Various diseases are directly related to dysfunction of the Na/K pumps due to lack of ATP molecules, such as cardiovascular diseases, diabetes, various aging disease, neuromuscular diseases, would healing, and so on. How to reinstall the pump functions and therefore the functions of cells, tissues and organs has become one of the hot topics in clinics. 
Our goal is to develop a new technique to electrically maintain and active the functions of Na/K pumps with consumption of less ATP molecules. We have introduced the concept of electronic synchrotron accelerator to biological system and developed a novel technique so called synchronization modulation to physically control the Na/K pumps. We are able to electrically control, accelerating or decelerating, the pumping rate up to ten folds accurately to a defined value quickly in ten seconds. Currently, we are developing a dynamic model of the Na/K pumps to theoretically and experimentally prove that it is possible for a well-designed synchronization modulation electric field to fuel the Na/K pumps even at the situations where ATP hydrolysis energy is insufficient.
Our research is conducted at the cellular and molecular levels in nano-scales by using broad, state-of-art techniques including whole cell/patch clamps, various microscopic imagining systems including multiple-laser confocal microscope, and a full line of cellular and molecular biology techniques. Study of therapeutic effects of the technique on animals and human beings is another goal in our lab.

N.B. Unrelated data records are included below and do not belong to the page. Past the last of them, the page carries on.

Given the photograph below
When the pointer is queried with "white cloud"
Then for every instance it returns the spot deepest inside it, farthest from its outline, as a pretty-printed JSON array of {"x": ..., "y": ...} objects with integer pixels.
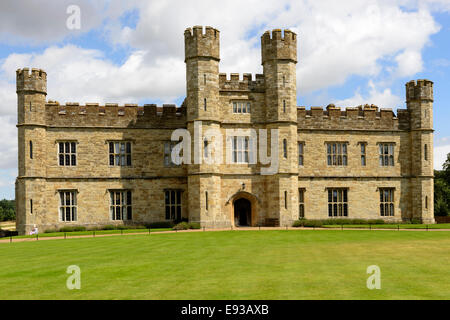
[
  {"x": 440, "y": 155},
  {"x": 383, "y": 98}
]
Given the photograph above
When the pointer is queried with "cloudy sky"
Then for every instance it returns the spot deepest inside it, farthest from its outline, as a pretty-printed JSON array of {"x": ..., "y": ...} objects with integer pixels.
[{"x": 350, "y": 52}]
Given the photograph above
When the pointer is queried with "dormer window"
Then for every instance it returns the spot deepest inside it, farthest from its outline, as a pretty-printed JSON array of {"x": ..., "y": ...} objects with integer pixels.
[{"x": 241, "y": 107}]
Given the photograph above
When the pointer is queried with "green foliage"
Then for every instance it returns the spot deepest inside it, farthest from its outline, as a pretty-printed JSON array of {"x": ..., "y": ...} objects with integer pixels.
[
  {"x": 194, "y": 225},
  {"x": 7, "y": 210}
]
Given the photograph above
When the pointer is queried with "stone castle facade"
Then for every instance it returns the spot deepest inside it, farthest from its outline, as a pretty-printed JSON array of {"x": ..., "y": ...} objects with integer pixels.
[{"x": 107, "y": 164}]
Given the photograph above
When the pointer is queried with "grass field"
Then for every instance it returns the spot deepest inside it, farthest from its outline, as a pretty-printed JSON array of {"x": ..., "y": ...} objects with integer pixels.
[{"x": 295, "y": 264}]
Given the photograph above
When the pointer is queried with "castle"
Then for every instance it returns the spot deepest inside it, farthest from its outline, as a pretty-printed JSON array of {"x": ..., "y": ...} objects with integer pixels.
[{"x": 95, "y": 165}]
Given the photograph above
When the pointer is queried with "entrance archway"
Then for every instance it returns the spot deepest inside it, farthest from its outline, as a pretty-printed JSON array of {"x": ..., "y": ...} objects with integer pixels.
[{"x": 242, "y": 212}]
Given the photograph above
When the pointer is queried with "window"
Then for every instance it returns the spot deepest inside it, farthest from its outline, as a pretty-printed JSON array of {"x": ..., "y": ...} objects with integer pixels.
[
  {"x": 363, "y": 154},
  {"x": 67, "y": 153},
  {"x": 241, "y": 149},
  {"x": 68, "y": 205},
  {"x": 386, "y": 154},
  {"x": 120, "y": 153},
  {"x": 168, "y": 147},
  {"x": 173, "y": 204},
  {"x": 337, "y": 203},
  {"x": 386, "y": 202},
  {"x": 337, "y": 154},
  {"x": 241, "y": 107},
  {"x": 120, "y": 206},
  {"x": 301, "y": 203},
  {"x": 301, "y": 146}
]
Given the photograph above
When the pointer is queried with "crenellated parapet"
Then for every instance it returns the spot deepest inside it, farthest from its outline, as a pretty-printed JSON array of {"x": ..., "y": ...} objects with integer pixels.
[
  {"x": 279, "y": 46},
  {"x": 419, "y": 90},
  {"x": 36, "y": 81},
  {"x": 233, "y": 83},
  {"x": 72, "y": 114},
  {"x": 367, "y": 117},
  {"x": 202, "y": 44}
]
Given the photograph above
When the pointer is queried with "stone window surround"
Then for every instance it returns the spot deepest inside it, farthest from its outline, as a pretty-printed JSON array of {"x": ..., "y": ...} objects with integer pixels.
[
  {"x": 57, "y": 142},
  {"x": 126, "y": 153}
]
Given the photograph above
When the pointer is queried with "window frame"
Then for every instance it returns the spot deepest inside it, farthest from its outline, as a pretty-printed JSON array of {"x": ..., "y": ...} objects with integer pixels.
[
  {"x": 122, "y": 205},
  {"x": 337, "y": 153},
  {"x": 71, "y": 155},
  {"x": 340, "y": 207},
  {"x": 72, "y": 206},
  {"x": 128, "y": 156},
  {"x": 387, "y": 201}
]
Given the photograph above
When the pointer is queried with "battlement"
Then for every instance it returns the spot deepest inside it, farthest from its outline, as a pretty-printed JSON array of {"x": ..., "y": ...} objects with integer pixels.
[
  {"x": 35, "y": 81},
  {"x": 112, "y": 114},
  {"x": 367, "y": 117},
  {"x": 233, "y": 83},
  {"x": 202, "y": 44},
  {"x": 278, "y": 46},
  {"x": 419, "y": 90}
]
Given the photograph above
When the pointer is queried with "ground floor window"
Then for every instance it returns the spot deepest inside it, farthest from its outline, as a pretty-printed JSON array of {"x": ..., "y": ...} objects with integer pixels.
[
  {"x": 121, "y": 205},
  {"x": 173, "y": 204},
  {"x": 68, "y": 205},
  {"x": 386, "y": 202},
  {"x": 301, "y": 203},
  {"x": 337, "y": 203}
]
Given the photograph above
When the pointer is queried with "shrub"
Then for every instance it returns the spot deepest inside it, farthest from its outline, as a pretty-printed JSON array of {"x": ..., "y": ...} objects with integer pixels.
[
  {"x": 159, "y": 224},
  {"x": 194, "y": 225},
  {"x": 181, "y": 226},
  {"x": 312, "y": 223}
]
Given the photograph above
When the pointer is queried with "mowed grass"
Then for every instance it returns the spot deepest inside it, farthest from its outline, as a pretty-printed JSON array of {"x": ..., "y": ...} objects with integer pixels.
[{"x": 294, "y": 264}]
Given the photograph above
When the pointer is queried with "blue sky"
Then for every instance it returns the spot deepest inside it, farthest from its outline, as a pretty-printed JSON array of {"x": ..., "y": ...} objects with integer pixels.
[{"x": 350, "y": 53}]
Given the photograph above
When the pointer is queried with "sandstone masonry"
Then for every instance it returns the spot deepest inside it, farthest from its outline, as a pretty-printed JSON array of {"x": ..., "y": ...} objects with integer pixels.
[{"x": 360, "y": 162}]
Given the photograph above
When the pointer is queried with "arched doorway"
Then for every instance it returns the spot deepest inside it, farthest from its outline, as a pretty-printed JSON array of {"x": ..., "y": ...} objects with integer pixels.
[{"x": 242, "y": 212}]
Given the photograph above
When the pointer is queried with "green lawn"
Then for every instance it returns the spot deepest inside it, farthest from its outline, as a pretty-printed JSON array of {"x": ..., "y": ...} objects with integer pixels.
[{"x": 294, "y": 264}]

Chemical Vapor Deposition of thin films and nanostructures
Faculty Mentor: Dr. Humberto Gutierrez

The REU student will be involved on the synthesis of atomically thin films of transition metal dichalcogenides as well as nanomaterials (nanotubes and nanofilaments) using chemical vapor deposition (CVD) technique. The chemical composition of these materials will be locally modified in a specially designed sealed mini-chamber with a controlled environment and an optically transparent quartz window. A laser beam will be focused on the sample to induce local heating and photo-chemical reaction. The entire process will be in situ monitored by Raman spectroscopy. As part of this training the student will characterize the samples by optical absorption, Raman and Photoluminescence spectroscopy. The analysis and presentation of the collected data is also part of the experience. The student will be asked to read related literature and write reports, and is also expected to keep a detailed record of every experiment.

Modelling the effect of radiation dose spatial-temporal distribution on the immune response.
Faculty Mentor: Dr. Eduardo Moros and Dr. Heiko Enderling , Moffitt National Cancer Research Center

Current radiotherapy has been driven by physical considerations. Innovative mathematical models based upon cell biology and interactions between the tumour and its environment could discover to new approaches that improve tumour control while protecting normal organs. Responses of cancer cells and immune cells to irradiation depend on the spatial and temporal characteristics of the delivered dose, which makes optimal scheduling of radiotherapy delivery a complex dynamic problem. In this project we will investigate the immunological consequences of radiotherapy. We aim to compare conventionally temporally fractionated dose painting with “grid” therapy, which in addition spatially alternates high and low radiation doses. This modelling should provide new insights into the synergic interplay between radiation dose characteristics and the host immune system response thereby leading to new clinically testable hypotheses.